The President said justice, globally, requires a State for the Palestinian people, as well as the right of the people of Israel to live in security. “Justice means a return for the Lebanese people to the plentitude of freedom, independence and sovereignty” and for the Iraqi people “reconciliation and democracy.”

Justice, he stressed, “means the same chances of success for each poor child in the world as for each rich one.”

He urged strong action against the proliferation of nuclear arms, referring in particular to Iran. The country, he said, is entitled to nuclear power for civilian purposes. “But,” he added, “if we allow Iran to acquire nuclear weapons, we would incur unacceptable risk to stability in the region and the world.”

The issue, he said, could only be resolved “by combining firmness with dialogue.”

President Sarkozy called for respect for diversity, national identities, religion, beliefs and cultures. “Attachment to one’s faith, to one’s language and culture, and to one’s way of life, thought and belief – all this is natural, legitimate and profoundly human,” he said. “To deny that is to sow the seeds of humiliation. It stokes the fires of the very nationalism, fanaticism and terrorism we claim to be fighting.”

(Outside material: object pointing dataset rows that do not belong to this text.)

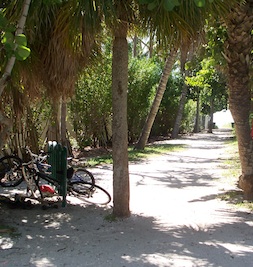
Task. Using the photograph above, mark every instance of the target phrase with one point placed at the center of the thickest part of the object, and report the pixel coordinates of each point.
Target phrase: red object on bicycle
(47, 189)
(251, 133)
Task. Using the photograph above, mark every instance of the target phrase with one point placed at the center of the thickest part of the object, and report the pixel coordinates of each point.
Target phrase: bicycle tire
(83, 175)
(10, 171)
(93, 194)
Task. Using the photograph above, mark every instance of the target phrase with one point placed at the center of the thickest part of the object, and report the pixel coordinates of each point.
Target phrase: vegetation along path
(178, 217)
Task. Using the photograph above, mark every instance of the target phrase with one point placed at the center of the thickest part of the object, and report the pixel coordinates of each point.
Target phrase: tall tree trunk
(210, 124)
(186, 53)
(11, 61)
(5, 123)
(180, 112)
(196, 126)
(63, 119)
(239, 58)
(157, 100)
(121, 191)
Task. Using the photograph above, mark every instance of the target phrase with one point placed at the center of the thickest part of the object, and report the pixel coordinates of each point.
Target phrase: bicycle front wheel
(90, 193)
(10, 171)
(82, 175)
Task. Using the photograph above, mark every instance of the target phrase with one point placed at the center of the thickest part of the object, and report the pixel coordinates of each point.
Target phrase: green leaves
(22, 52)
(13, 45)
(169, 5)
(200, 3)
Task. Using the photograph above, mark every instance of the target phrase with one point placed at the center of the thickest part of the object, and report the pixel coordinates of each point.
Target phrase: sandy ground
(177, 218)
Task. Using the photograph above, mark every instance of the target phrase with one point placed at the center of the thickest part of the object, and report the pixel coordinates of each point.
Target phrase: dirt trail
(177, 218)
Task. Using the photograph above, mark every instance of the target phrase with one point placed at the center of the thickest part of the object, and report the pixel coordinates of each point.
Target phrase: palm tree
(239, 59)
(187, 20)
(186, 54)
(4, 121)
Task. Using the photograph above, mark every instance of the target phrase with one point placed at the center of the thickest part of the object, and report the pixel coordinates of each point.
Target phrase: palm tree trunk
(210, 124)
(157, 100)
(63, 119)
(121, 191)
(196, 126)
(180, 112)
(238, 55)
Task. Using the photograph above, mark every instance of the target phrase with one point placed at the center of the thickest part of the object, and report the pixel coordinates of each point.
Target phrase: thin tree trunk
(63, 127)
(210, 124)
(239, 57)
(121, 191)
(196, 126)
(157, 100)
(180, 112)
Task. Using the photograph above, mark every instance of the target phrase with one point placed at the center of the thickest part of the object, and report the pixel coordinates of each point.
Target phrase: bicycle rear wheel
(10, 171)
(82, 175)
(90, 193)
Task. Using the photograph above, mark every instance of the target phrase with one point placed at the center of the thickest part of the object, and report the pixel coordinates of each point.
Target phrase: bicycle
(11, 175)
(80, 182)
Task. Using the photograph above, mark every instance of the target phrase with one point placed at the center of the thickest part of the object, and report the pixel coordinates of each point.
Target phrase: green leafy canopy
(169, 5)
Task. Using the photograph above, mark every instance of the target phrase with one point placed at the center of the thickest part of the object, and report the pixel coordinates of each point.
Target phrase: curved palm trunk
(157, 100)
(121, 191)
(239, 46)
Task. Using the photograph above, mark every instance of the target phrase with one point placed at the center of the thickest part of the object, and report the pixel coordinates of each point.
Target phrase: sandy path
(177, 219)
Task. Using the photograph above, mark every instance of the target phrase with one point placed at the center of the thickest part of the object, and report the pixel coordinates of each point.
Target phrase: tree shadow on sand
(80, 236)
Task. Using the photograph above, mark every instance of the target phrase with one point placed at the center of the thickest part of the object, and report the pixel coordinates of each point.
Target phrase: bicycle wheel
(93, 194)
(82, 175)
(10, 171)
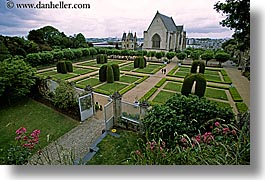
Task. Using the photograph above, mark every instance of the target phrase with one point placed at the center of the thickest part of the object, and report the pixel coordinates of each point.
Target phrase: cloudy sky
(110, 18)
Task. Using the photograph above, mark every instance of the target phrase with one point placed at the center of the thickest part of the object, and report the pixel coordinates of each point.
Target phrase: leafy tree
(33, 59)
(222, 57)
(65, 96)
(237, 14)
(195, 55)
(109, 74)
(159, 55)
(182, 115)
(4, 53)
(79, 41)
(16, 78)
(46, 57)
(93, 51)
(170, 55)
(181, 56)
(207, 56)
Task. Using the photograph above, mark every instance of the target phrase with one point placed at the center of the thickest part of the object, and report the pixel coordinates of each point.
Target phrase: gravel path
(79, 139)
(241, 83)
(142, 88)
(76, 141)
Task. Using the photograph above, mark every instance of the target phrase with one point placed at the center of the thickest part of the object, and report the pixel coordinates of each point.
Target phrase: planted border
(148, 94)
(235, 95)
(241, 107)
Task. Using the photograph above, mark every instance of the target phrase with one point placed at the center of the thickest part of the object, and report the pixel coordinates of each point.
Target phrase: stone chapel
(164, 35)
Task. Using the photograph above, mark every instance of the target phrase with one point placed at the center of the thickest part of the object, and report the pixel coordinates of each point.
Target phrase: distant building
(205, 43)
(164, 35)
(129, 41)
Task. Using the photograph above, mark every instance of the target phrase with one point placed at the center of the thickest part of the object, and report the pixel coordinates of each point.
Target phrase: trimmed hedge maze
(125, 83)
(166, 87)
(56, 76)
(217, 75)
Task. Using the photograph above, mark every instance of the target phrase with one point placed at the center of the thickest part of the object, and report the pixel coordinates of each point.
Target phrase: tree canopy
(237, 14)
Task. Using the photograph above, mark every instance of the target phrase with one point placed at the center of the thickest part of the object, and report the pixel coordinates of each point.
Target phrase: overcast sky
(110, 18)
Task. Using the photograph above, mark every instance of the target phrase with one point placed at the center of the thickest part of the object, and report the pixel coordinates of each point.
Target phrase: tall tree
(16, 78)
(237, 14)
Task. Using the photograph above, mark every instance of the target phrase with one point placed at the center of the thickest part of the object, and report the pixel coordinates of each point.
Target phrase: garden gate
(86, 106)
(109, 115)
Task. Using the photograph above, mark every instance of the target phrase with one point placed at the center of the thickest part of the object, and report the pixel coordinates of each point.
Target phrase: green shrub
(183, 115)
(161, 82)
(235, 95)
(102, 73)
(139, 62)
(102, 58)
(142, 63)
(181, 56)
(116, 71)
(148, 94)
(241, 107)
(109, 74)
(200, 86)
(61, 67)
(195, 65)
(136, 62)
(69, 66)
(65, 96)
(68, 54)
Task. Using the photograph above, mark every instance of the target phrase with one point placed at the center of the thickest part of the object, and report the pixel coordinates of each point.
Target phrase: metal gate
(109, 115)
(86, 106)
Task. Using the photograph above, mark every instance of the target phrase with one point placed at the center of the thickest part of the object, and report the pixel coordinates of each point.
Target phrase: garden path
(77, 141)
(241, 83)
(142, 88)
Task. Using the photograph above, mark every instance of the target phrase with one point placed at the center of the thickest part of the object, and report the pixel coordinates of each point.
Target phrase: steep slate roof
(168, 22)
(124, 36)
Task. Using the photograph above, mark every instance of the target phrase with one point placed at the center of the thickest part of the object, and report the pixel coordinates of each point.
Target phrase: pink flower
(137, 152)
(198, 138)
(233, 132)
(18, 137)
(217, 124)
(21, 130)
(207, 137)
(225, 130)
(183, 140)
(35, 133)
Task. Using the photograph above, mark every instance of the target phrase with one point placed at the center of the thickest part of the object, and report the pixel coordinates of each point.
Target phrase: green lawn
(110, 88)
(128, 79)
(216, 93)
(64, 76)
(82, 70)
(162, 97)
(115, 150)
(128, 67)
(151, 68)
(93, 63)
(222, 104)
(33, 115)
(173, 86)
(48, 73)
(89, 81)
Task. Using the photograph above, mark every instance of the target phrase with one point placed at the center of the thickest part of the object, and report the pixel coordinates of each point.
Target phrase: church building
(164, 35)
(129, 41)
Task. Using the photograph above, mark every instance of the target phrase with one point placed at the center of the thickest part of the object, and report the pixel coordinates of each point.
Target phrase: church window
(156, 41)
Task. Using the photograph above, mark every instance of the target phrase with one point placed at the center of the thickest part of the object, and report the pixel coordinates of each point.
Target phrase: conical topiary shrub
(110, 74)
(102, 73)
(116, 71)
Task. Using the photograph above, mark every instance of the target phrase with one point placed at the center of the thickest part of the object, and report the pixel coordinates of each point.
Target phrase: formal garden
(194, 115)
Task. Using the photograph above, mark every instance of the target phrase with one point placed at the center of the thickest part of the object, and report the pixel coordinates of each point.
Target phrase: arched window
(156, 41)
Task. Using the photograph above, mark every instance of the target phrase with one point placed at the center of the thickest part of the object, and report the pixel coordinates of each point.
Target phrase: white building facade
(164, 35)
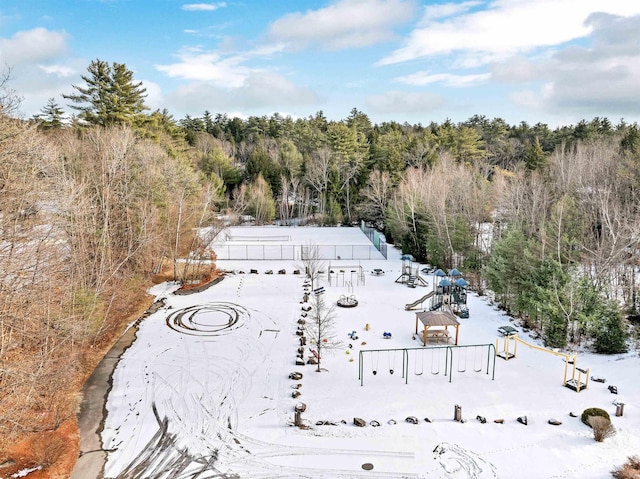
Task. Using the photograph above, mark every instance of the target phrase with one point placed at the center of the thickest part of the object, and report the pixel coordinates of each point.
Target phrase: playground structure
(576, 381)
(345, 301)
(345, 275)
(410, 306)
(410, 275)
(434, 359)
(449, 294)
(435, 325)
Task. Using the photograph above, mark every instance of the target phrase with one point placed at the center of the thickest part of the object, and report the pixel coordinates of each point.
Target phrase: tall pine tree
(110, 95)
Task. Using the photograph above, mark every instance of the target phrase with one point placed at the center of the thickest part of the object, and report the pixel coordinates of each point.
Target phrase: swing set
(434, 359)
(576, 382)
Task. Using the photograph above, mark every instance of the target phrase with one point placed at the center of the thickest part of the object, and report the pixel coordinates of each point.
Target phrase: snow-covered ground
(204, 391)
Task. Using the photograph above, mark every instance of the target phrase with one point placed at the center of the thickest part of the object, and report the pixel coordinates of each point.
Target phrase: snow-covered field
(205, 392)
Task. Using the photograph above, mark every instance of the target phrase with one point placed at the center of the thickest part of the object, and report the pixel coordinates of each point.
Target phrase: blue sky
(550, 61)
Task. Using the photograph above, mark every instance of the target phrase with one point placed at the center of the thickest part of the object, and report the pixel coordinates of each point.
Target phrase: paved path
(90, 464)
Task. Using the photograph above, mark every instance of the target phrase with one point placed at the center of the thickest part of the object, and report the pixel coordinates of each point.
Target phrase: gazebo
(435, 325)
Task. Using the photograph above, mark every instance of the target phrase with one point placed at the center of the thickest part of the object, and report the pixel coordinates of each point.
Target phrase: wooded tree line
(546, 219)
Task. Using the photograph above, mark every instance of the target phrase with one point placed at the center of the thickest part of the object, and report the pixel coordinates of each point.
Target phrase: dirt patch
(53, 452)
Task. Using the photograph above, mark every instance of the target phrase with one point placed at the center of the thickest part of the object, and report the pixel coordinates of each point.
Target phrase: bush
(602, 428)
(629, 470)
(47, 449)
(593, 411)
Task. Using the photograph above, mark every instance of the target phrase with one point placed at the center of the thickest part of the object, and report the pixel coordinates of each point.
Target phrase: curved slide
(410, 306)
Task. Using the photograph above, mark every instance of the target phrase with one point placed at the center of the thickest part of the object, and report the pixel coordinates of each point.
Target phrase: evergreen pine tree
(110, 95)
(610, 334)
(51, 116)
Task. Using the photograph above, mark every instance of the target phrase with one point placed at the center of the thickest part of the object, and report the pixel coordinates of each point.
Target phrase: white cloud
(506, 27)
(259, 90)
(394, 102)
(426, 78)
(61, 71)
(38, 45)
(343, 24)
(602, 79)
(208, 66)
(203, 7)
(443, 10)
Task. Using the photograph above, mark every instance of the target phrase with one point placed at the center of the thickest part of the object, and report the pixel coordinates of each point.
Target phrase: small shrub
(602, 428)
(47, 449)
(594, 411)
(629, 470)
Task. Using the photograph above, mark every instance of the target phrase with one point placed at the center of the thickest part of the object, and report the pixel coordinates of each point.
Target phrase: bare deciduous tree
(320, 327)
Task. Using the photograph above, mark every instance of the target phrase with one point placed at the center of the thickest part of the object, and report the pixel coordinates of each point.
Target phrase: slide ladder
(411, 306)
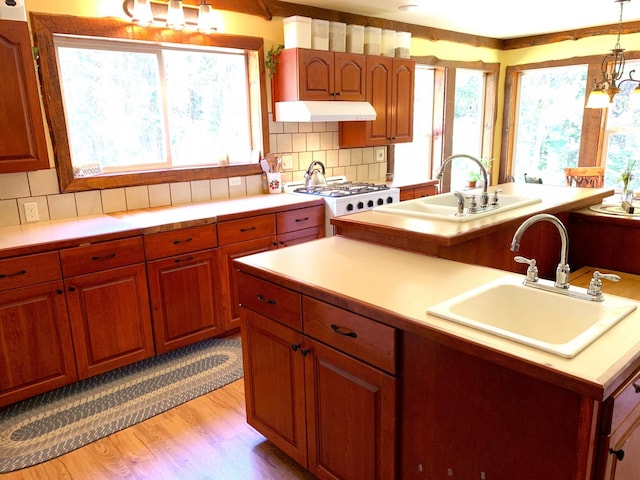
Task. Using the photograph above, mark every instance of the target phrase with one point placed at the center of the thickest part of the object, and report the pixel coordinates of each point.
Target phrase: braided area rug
(56, 422)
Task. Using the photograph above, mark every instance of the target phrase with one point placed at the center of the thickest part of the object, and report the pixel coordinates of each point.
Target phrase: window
(140, 110)
(548, 123)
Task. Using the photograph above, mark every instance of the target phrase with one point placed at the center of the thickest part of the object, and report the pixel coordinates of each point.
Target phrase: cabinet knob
(618, 453)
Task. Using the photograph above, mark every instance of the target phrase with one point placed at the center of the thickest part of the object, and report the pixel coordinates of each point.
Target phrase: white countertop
(407, 284)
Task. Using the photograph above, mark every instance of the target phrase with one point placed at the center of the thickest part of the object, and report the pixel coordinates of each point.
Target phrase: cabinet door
(351, 416)
(110, 318)
(23, 146)
(230, 311)
(274, 383)
(350, 77)
(402, 100)
(36, 352)
(182, 291)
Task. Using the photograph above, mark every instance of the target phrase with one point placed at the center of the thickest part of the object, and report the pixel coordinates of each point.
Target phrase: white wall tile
(113, 200)
(88, 203)
(62, 206)
(159, 195)
(9, 215)
(43, 182)
(137, 197)
(14, 185)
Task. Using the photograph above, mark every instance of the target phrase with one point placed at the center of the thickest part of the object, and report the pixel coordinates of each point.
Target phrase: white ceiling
(492, 18)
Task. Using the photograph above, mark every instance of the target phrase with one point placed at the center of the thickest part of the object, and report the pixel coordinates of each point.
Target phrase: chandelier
(172, 14)
(612, 68)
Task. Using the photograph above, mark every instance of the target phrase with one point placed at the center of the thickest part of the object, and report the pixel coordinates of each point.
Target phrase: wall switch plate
(287, 162)
(31, 212)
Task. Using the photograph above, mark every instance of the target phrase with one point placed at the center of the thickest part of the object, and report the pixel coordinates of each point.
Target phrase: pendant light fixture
(612, 69)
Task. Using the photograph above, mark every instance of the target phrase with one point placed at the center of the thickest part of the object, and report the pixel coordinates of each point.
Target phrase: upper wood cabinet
(390, 84)
(319, 75)
(22, 146)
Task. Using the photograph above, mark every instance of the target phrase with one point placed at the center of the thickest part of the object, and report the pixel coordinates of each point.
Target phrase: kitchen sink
(551, 322)
(444, 206)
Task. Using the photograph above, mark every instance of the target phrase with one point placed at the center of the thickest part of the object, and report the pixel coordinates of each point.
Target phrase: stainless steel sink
(550, 322)
(444, 206)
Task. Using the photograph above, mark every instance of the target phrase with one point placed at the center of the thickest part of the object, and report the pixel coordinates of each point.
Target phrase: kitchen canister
(355, 39)
(403, 45)
(337, 36)
(320, 34)
(297, 32)
(372, 39)
(388, 43)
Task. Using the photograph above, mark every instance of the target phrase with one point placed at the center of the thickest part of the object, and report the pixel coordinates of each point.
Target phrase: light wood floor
(206, 438)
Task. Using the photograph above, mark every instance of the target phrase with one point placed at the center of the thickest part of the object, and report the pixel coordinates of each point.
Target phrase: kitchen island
(479, 241)
(347, 373)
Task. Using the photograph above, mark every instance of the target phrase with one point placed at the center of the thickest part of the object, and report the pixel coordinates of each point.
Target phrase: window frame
(44, 28)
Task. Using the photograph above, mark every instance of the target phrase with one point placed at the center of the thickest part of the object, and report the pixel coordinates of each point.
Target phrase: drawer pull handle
(104, 257)
(264, 300)
(343, 331)
(618, 453)
(19, 272)
(186, 240)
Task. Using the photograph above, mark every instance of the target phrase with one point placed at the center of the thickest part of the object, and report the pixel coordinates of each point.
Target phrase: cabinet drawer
(300, 219)
(621, 404)
(270, 300)
(234, 231)
(29, 270)
(101, 256)
(356, 335)
(177, 242)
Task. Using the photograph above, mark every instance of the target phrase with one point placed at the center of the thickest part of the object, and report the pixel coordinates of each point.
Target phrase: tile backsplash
(304, 142)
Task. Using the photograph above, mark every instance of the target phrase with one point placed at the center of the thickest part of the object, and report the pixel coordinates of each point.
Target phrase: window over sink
(135, 106)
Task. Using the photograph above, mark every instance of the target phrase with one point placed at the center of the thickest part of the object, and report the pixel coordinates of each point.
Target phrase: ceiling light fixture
(172, 14)
(612, 68)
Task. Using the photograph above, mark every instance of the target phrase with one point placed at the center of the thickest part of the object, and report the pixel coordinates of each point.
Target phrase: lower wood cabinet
(36, 351)
(332, 412)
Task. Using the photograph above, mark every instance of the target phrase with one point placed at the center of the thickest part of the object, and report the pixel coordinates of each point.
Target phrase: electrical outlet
(31, 212)
(287, 162)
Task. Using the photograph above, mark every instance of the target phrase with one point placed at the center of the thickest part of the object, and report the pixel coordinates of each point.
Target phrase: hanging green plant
(273, 55)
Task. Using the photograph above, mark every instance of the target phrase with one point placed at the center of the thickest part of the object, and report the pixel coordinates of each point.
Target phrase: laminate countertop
(55, 234)
(397, 287)
(554, 199)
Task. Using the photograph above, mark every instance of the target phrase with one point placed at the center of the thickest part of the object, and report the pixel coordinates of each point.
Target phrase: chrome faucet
(562, 271)
(484, 199)
(561, 285)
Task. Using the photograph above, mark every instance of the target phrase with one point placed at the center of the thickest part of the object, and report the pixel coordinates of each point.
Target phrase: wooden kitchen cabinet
(182, 270)
(304, 74)
(23, 146)
(36, 349)
(106, 290)
(315, 389)
(390, 84)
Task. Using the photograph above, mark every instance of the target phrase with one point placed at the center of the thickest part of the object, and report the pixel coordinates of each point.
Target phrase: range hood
(324, 111)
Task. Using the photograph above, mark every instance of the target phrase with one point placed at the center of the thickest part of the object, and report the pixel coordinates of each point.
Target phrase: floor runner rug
(56, 422)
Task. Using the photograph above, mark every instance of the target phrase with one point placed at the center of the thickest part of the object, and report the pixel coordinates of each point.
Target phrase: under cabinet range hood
(324, 111)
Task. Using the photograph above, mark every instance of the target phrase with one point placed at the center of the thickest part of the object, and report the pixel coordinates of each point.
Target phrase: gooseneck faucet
(562, 271)
(484, 199)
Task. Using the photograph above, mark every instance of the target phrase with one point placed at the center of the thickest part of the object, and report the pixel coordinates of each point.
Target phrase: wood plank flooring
(206, 438)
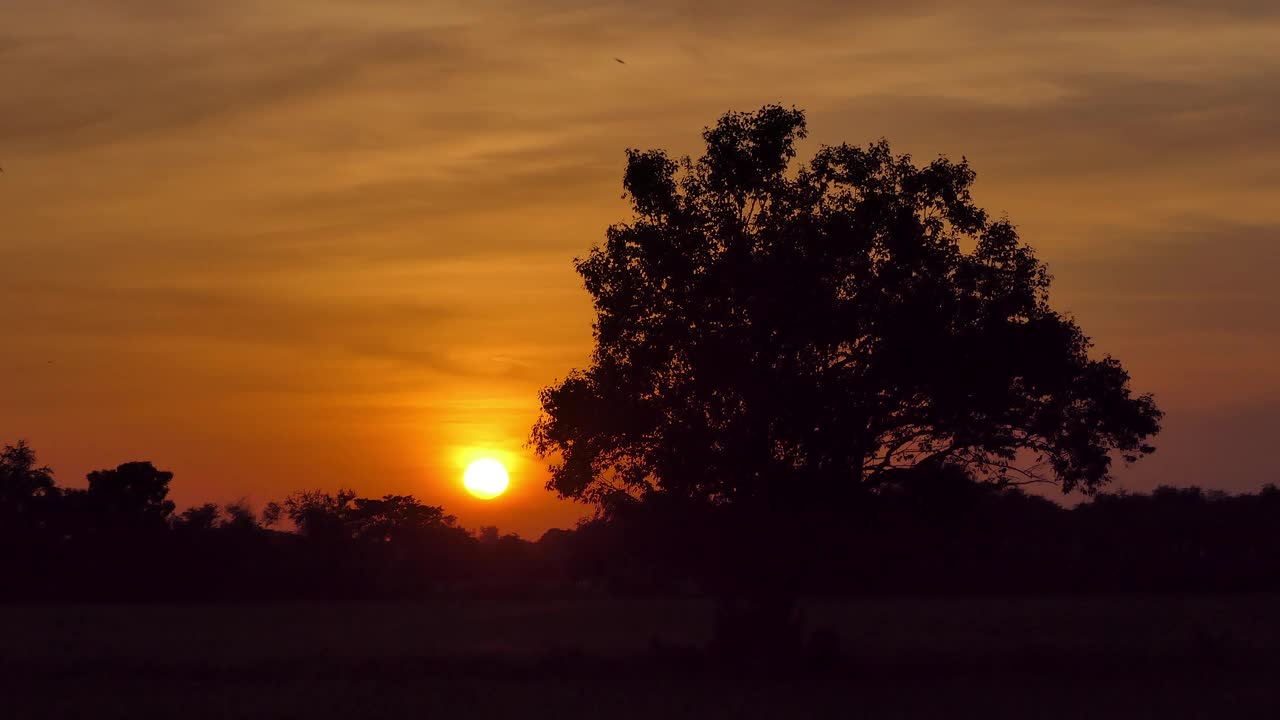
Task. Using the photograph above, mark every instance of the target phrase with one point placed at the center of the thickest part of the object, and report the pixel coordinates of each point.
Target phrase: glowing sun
(485, 478)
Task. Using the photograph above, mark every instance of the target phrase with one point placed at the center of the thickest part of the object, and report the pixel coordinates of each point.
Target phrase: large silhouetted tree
(789, 335)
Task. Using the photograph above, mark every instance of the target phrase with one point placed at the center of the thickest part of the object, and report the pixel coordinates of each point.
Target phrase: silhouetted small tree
(132, 496)
(23, 486)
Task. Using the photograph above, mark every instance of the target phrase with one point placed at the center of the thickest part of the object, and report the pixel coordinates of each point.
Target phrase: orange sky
(287, 244)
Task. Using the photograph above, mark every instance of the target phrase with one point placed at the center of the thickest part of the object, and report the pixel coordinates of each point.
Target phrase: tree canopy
(776, 332)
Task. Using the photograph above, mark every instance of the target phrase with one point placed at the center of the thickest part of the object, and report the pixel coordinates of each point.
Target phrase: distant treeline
(122, 540)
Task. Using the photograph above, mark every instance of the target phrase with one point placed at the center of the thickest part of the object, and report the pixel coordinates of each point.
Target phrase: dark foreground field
(599, 657)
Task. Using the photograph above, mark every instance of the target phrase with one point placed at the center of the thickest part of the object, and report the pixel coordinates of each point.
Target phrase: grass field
(609, 657)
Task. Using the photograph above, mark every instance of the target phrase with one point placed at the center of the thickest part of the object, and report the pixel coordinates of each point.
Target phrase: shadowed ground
(608, 657)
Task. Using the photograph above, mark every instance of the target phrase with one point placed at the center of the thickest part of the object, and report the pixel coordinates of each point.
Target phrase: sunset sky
(275, 245)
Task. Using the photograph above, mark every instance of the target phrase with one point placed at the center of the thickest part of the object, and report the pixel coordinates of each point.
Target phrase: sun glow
(485, 478)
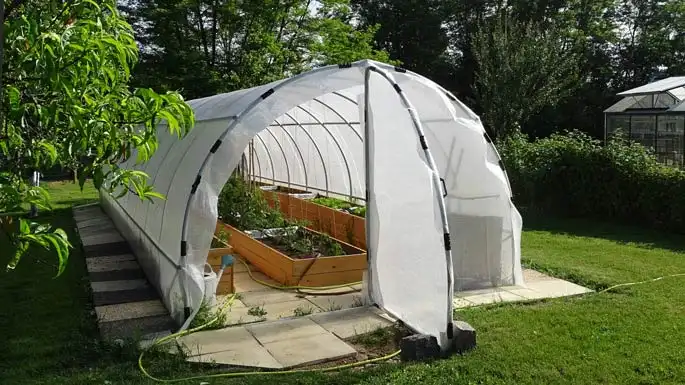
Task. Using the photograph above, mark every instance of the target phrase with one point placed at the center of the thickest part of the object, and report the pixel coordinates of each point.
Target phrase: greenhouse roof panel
(625, 103)
(678, 93)
(657, 86)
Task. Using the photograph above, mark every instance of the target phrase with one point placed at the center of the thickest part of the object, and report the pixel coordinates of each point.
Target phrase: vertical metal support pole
(656, 135)
(367, 194)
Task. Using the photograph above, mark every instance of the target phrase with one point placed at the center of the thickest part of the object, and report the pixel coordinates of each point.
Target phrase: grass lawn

A “clash of civilizations,” he said, “will not be averted by forcing everyone to think and believe alike; cultural and religious diversity must be accepted everywhere and by all.”

The UN, he said, embodies no one religious belief or ideology. “It embodies what is universal in all ideologies, all religions, all beliefs… which is why it is the only place in the world where all people can speak to one another and understand each other.”